Is it due to guilt or shame for not being okay, for making our co-workers pick up the slack? Or are we too scared to make the call to our boss? Whatever it may be it is okay to say no and look after ourselves.


Saying “no” to others is important, but so is telling our mind. We may have a long list of tasks to complete but our mind just wants us to stay in bed. Or we need rest but our mind tells us that we are lazy for doing so and we need to keep going. The mind can feed us with negative thoughts and emotions, making us want to conduct unhealthy behaviours which we know we need to fight against, but feels too hard to do so. It wants us to do things that we really does not want us to do. It screams and overwhelms us with bad thoughts and consequences.

The easy option is to follow what it says, even though you may not want to, making it be quiet. However, it is okay to say no. It is so difficult but the more you push against the negative thoughts, the easier it becomes. It’s a step closer to being “okay”.


By following our minds and conducting the negative thoughts that go against our mental illness recovery, before we know it, we could relapse and step back into our old bad habits. However, it is important to remember that one bad day, or one slip up, does not mean relapse. Recovery is all about learning how to not let one bad day lead to another or a full episode. No matter how exhausting and painful it is to keep challenging your mind, ask yourself this question:

“Is it better to challenge my mind to reach the life I want, or let my mind win and go back to the life I am trying to get away from?”

Following this is easier said than done and I would be lying if I said I haven’t slipped up multiple times.

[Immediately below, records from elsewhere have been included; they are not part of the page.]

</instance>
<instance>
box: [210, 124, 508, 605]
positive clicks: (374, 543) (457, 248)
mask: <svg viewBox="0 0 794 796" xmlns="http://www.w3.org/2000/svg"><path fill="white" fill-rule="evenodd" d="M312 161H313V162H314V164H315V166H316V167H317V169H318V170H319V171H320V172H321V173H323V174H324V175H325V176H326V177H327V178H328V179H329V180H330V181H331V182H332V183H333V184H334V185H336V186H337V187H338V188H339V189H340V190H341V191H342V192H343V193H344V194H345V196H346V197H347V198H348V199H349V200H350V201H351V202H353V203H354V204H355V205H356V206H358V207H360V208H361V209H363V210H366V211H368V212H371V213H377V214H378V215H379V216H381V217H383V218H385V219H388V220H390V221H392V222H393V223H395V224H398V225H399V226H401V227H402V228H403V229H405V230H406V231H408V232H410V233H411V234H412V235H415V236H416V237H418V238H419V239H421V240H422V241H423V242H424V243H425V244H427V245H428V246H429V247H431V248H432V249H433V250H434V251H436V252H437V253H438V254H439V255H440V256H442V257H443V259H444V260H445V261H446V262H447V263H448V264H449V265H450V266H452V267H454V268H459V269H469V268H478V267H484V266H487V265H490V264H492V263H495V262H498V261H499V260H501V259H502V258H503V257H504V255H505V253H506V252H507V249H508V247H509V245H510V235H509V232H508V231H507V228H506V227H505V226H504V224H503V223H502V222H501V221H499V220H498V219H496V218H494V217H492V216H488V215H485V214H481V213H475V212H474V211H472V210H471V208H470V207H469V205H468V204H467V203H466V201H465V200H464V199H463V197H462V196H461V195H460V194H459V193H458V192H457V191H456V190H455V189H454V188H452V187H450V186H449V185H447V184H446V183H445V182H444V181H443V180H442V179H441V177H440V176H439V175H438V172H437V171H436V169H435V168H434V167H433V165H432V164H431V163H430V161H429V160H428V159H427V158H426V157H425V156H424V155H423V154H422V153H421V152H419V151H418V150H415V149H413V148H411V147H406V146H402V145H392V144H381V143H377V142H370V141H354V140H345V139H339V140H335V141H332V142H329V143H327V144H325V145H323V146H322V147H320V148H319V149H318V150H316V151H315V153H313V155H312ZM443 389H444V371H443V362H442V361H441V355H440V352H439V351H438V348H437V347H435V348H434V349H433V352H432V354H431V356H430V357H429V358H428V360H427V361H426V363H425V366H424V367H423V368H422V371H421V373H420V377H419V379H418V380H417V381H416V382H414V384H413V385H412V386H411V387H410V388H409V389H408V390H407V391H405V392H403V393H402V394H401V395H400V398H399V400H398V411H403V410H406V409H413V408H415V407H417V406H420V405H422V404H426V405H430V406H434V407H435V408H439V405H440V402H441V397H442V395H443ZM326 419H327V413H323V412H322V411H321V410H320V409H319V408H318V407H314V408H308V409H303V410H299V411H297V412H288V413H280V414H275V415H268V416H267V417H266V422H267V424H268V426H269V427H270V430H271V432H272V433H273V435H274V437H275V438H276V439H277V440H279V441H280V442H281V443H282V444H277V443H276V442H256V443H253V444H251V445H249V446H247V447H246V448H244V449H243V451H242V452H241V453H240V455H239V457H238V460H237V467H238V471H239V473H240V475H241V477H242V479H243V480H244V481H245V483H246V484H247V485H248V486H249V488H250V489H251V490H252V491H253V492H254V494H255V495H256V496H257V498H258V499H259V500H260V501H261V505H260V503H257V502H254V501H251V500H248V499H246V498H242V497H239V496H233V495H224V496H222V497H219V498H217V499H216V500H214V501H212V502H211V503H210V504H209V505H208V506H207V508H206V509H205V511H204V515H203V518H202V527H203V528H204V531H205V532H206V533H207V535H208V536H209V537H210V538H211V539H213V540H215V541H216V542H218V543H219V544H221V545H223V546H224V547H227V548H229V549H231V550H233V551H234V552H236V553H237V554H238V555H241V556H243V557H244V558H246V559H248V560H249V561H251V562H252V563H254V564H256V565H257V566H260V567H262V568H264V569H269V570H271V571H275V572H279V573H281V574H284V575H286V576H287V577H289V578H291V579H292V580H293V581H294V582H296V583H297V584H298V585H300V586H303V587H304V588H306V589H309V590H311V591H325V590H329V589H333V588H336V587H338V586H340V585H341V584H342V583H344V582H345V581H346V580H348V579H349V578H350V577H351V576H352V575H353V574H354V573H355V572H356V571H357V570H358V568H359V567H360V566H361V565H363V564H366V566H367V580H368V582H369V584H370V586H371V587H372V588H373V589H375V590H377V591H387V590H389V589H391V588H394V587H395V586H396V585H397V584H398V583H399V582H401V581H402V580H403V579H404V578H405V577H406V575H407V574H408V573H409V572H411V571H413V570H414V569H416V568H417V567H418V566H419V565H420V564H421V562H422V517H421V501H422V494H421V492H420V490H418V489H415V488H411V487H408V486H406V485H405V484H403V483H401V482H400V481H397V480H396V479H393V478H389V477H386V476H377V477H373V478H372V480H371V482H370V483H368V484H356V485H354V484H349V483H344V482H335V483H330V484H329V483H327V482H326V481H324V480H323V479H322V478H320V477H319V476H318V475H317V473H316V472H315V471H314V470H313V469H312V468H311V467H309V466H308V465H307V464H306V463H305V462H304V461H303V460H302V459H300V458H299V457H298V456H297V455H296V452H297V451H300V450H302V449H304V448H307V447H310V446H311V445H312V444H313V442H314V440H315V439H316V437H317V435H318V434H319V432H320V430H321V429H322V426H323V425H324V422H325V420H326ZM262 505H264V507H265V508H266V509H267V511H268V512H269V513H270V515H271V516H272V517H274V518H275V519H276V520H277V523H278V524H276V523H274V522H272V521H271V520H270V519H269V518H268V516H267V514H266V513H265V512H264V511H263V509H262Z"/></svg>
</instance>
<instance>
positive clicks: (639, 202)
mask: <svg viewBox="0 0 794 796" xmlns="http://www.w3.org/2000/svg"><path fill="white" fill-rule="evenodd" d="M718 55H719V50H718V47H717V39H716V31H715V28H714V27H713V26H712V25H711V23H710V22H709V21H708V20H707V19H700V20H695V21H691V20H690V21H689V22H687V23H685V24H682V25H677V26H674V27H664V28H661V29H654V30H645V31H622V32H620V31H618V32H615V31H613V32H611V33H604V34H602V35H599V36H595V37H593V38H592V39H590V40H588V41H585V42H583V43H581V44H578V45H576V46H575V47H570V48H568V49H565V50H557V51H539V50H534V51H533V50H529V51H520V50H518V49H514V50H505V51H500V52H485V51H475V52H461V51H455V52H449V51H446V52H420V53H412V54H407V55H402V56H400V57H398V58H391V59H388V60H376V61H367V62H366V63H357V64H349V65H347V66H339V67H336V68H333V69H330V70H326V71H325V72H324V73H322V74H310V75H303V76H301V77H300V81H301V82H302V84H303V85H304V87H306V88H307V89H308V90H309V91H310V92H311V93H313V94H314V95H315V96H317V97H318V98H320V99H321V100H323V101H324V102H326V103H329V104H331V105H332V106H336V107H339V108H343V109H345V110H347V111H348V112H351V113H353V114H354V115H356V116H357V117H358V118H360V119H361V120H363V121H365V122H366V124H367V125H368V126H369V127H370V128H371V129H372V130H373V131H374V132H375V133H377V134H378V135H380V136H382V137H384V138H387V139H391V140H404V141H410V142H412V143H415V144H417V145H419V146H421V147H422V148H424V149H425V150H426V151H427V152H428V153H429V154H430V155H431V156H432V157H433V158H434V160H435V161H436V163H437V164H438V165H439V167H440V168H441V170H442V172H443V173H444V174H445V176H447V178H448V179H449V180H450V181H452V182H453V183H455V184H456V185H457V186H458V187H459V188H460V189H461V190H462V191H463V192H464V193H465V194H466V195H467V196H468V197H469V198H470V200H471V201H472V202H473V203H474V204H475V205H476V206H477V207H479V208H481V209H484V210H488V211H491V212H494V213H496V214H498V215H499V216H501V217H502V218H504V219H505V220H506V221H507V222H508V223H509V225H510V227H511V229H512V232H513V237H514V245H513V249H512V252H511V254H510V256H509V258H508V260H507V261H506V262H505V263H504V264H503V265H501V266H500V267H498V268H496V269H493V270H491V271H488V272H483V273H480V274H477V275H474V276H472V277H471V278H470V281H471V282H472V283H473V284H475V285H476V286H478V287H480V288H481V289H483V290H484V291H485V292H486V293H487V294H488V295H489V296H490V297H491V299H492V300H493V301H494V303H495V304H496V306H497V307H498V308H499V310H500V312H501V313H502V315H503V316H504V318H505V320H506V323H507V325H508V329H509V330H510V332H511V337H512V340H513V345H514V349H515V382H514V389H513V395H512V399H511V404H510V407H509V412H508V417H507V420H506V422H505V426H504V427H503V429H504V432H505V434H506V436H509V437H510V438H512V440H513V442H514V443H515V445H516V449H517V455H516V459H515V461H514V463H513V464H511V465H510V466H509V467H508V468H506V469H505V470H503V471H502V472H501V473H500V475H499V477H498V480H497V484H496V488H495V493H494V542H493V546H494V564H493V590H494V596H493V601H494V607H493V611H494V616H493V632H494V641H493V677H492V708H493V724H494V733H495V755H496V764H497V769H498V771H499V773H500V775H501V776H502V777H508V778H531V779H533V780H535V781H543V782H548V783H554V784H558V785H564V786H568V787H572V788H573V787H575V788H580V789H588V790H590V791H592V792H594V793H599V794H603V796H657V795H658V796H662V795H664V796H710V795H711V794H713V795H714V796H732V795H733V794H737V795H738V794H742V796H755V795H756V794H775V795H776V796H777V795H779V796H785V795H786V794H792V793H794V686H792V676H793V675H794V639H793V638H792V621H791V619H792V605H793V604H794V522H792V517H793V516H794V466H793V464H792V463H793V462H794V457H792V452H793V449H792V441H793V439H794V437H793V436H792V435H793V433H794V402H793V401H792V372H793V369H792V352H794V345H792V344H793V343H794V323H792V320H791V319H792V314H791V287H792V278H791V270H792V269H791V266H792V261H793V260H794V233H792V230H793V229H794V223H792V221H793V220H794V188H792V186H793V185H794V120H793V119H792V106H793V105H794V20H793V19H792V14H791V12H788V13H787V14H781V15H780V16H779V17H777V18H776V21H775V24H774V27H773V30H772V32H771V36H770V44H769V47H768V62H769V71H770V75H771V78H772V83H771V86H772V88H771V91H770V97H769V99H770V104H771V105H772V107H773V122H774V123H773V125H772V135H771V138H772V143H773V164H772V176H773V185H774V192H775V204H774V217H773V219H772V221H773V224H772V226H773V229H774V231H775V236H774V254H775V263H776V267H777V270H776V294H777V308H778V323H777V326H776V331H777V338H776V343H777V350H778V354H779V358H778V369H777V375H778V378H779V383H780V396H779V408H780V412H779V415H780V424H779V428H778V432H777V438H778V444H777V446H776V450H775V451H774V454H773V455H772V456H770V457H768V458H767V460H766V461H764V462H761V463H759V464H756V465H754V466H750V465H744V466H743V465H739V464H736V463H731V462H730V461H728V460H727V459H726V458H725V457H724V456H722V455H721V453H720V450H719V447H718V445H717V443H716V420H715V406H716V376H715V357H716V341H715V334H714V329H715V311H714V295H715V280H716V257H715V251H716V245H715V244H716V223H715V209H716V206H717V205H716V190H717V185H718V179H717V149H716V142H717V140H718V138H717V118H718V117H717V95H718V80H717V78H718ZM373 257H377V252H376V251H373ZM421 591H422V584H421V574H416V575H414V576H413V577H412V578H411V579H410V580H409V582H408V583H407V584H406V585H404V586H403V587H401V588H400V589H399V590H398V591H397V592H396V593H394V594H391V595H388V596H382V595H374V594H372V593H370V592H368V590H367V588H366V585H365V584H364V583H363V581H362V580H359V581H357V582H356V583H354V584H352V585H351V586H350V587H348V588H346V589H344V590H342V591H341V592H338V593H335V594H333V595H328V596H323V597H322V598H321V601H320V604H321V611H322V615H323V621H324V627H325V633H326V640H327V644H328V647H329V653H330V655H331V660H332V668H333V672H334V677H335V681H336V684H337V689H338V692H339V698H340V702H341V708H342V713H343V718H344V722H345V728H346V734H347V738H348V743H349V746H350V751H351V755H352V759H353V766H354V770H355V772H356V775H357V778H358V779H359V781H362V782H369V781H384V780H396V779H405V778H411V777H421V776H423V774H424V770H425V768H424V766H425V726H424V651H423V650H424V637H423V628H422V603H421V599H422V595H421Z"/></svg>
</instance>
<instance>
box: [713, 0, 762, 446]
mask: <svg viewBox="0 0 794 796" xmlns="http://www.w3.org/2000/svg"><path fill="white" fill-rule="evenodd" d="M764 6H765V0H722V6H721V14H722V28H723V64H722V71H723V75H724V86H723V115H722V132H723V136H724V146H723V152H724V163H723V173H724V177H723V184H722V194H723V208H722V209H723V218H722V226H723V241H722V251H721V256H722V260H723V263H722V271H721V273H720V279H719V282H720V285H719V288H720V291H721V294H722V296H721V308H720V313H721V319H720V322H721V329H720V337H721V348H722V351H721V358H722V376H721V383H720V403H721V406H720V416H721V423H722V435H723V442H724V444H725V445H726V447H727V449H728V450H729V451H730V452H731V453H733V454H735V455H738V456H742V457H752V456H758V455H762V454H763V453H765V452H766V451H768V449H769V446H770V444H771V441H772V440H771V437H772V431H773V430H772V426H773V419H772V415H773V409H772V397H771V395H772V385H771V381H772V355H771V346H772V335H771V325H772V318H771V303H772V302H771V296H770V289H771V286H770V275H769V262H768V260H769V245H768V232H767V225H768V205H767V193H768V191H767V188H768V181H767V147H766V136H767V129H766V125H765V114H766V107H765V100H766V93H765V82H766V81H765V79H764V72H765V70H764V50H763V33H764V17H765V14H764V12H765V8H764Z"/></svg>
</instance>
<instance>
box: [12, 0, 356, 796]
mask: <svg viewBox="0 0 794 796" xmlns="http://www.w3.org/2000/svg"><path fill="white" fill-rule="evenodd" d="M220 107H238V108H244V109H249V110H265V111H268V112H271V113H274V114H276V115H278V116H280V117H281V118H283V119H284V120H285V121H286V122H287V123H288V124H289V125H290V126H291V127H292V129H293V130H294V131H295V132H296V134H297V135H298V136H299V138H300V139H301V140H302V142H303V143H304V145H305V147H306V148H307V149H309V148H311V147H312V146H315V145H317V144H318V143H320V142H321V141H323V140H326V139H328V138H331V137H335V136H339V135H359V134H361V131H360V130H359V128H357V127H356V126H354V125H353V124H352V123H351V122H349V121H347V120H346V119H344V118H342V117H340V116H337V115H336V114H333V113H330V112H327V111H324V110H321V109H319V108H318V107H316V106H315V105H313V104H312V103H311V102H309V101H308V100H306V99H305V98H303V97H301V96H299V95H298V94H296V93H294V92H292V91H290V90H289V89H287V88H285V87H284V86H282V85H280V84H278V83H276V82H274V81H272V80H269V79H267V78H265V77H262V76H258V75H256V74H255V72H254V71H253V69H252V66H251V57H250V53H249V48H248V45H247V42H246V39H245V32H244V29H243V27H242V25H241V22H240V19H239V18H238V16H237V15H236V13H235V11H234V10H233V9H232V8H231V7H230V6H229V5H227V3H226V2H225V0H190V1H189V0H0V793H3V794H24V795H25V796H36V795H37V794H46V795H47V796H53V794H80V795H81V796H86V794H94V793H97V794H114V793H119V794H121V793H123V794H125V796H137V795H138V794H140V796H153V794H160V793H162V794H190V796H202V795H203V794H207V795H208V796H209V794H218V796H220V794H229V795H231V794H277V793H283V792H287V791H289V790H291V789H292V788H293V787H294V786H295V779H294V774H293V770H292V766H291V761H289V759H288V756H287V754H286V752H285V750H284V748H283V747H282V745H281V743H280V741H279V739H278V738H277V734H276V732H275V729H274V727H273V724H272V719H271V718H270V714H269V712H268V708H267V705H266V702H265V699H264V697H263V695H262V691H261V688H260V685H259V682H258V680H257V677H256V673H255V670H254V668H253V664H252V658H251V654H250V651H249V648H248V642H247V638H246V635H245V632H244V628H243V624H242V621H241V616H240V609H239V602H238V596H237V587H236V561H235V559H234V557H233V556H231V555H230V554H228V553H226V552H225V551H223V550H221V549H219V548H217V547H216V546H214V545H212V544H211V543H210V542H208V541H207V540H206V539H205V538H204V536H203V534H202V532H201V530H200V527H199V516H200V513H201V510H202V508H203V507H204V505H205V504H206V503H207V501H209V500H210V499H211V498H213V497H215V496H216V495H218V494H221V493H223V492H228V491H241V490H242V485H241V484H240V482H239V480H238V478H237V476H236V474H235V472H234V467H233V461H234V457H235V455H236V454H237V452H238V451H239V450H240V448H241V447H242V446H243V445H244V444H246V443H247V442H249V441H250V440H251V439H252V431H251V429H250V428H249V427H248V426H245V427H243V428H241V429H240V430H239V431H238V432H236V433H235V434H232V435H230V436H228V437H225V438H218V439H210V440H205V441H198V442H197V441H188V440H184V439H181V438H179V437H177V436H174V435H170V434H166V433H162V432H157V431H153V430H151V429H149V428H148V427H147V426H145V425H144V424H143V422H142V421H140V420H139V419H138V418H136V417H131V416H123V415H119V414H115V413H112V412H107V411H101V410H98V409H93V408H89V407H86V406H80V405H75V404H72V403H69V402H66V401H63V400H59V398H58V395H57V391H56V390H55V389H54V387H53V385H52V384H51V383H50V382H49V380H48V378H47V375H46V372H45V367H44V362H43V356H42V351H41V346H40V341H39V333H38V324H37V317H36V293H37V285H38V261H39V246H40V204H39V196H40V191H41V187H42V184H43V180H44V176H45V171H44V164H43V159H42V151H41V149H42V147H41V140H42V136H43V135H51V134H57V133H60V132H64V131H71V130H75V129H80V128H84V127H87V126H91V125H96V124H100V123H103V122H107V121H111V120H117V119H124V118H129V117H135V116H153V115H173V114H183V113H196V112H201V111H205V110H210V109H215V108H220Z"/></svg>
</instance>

Avoiding certain foods, compensating by exercising or other ways of self-harming. Just be honest with yourself and don’t be afraid to ask for help to say no. You don’t have to fight your mind alone. Recovery does not have to be a lonely process.


Imagine it was your best friend or someone you really care about that were in any of these situations. Would you tell them to go to work on a bad day or if they were ill? Would you tell them to follow the negative thoughts of their mind when they know that they shouldn’t? If the answer is no to these, don’t treat yourself any different. There is no doubt about it that it will be hard, but it is okay to look after yourself. For some reason the only time it seems plausible to put ourselves first is when attaching our own oxygen mask on the plane before helping others. Although we should be doing this in all circumstances as we can’t help others without helping ourselves. Life is about learning to do this. We all need to start somewhere. By putting ourselves first, we can start breaking down the stigma of saying “no” and looking after ourselves.